Professionals and patients may opt to use cameras that pan, tilt, and zoom for maximal flexibility in viewing.
Prior to any telemedicine encounter, the Health at Hand provider shall determine the appropriateness of telemedicine for the specific encounter, and also gather information on medical history, presenting symptoms/problems, reimbursement method, and usual provider.
The provider shall introduce him/herself to the patient and document those present. The patient should announce those in attendance at his/her end (e.g., guardian, family). This information shall become part of the encounter document.
The full name and credentials of the provider and the full name of the patient shall be verified by birthdate and mobile number.
The provider shall document the location of the patient and the communication tools.

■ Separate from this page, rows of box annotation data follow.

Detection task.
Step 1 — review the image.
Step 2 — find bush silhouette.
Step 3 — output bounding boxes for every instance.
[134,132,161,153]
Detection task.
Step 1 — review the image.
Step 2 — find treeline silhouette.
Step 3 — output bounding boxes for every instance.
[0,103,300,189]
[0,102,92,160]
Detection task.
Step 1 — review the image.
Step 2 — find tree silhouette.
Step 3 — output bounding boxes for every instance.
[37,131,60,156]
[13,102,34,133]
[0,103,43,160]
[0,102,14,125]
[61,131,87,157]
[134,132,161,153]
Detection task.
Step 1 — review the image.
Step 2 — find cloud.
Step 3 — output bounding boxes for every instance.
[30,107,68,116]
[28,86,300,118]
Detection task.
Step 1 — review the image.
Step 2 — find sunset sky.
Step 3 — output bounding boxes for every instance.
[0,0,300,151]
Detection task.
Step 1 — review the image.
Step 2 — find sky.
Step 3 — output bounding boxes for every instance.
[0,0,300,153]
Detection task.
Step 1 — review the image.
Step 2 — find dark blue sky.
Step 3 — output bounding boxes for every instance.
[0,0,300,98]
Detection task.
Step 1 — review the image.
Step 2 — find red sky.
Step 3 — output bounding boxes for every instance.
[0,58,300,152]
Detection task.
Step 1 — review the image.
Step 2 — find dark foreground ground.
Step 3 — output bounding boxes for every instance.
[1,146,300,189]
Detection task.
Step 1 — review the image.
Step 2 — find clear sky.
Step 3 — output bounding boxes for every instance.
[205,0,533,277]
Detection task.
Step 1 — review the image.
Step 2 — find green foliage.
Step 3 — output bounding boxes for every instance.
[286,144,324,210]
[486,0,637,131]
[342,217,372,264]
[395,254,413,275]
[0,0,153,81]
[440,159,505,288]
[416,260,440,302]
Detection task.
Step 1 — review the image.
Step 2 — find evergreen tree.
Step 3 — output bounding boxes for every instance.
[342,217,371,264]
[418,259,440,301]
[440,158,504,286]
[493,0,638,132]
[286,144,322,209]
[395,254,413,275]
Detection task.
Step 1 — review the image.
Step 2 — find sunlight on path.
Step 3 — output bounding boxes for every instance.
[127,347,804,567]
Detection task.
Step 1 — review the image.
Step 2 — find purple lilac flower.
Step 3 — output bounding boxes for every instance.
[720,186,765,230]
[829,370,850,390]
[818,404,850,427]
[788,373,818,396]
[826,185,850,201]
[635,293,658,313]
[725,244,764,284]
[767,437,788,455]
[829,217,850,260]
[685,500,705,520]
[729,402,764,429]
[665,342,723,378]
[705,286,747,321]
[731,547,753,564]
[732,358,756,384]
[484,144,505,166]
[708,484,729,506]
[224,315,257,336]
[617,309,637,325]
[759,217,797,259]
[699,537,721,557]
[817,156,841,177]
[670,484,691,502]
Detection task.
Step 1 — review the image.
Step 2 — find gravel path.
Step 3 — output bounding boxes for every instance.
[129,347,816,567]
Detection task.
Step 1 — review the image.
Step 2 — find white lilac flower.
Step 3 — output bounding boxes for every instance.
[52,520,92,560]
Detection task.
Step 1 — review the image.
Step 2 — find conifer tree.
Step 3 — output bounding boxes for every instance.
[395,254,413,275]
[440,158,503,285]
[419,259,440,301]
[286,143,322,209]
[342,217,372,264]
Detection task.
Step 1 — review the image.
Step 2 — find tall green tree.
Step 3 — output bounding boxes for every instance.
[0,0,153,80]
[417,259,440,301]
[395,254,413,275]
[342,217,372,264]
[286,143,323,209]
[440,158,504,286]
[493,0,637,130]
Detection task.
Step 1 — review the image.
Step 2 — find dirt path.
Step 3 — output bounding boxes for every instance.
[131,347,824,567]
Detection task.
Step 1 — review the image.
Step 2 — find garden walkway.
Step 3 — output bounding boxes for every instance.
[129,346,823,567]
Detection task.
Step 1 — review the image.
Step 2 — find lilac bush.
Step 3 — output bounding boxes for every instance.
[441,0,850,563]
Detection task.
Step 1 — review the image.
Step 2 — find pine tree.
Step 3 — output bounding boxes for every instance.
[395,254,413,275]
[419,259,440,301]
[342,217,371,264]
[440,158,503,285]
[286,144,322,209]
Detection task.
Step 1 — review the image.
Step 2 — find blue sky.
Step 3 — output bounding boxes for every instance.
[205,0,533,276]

The locations of the provider and patient may require documentation for reimbursement and licensing purposes. In addition, Emergency management protocols are entirely dependent on where the patient receives services.
Contact information shall be obtained from the patient including mobile and email addresses. Similarly, Health at Hand contact information shall be exchanged with patient including telephone and email.
All Health at Hand providers shall abide by the same local and regional credentialing policies as required for a traditional in-person visit as mandated by local and federal law.
Providers shall abide by all qualifications of licensure, board eligibility, or certification as required for traditional in-person visits according to by local and federal laws. The scope of care provided shall be consistent with the provider’s level of training.
Providers should be cognizant of oversight requirements and auditing standards that may be applied to telemedicine patient visits as if the patient visit occurred in person. Where telemedicine/ telehealth laws require or permit different credentialing, compliance shall be maintained with those provisions.
Healthcare organizations should develop and implement organizational policies and procedures governing the use of telemedicine. Health at Hand shall adhere to all applicable laws and regional and local practice as to Patient Informed Consents and Disclaimers. As part of organizational policies and procedures, Health at Hand shall promulgate standards for patient and provider verification and authentication.
Coding and medical record documentation shall be accurate in reflecting the content of the medical visit rather than enhancing reimbursement. Medical record and procedure coding should follow prevailing coding practices based on local and national guides.
Health at Hand shall generate and maintain an electronic medical record (when feasible) for each patient for whom they provide remote care. All communications with the patient (verbal, audiovisual or written) shall be documented in patient’s unique medical record on par with documentation standards of in-person visits.
The provider should ensure that the patient’s clinical record is available during or prior to a visit whenever possible, and that sufficient time is allotted to update the patient history; if possible with the patient’s primary care provider or other relevant healthcare entity.
Prior to providing patient services, the patient shall be made aware of the patient’s cost of the service to be provided, if any. Arrangement for payment should be completed prior to the delivery of the service.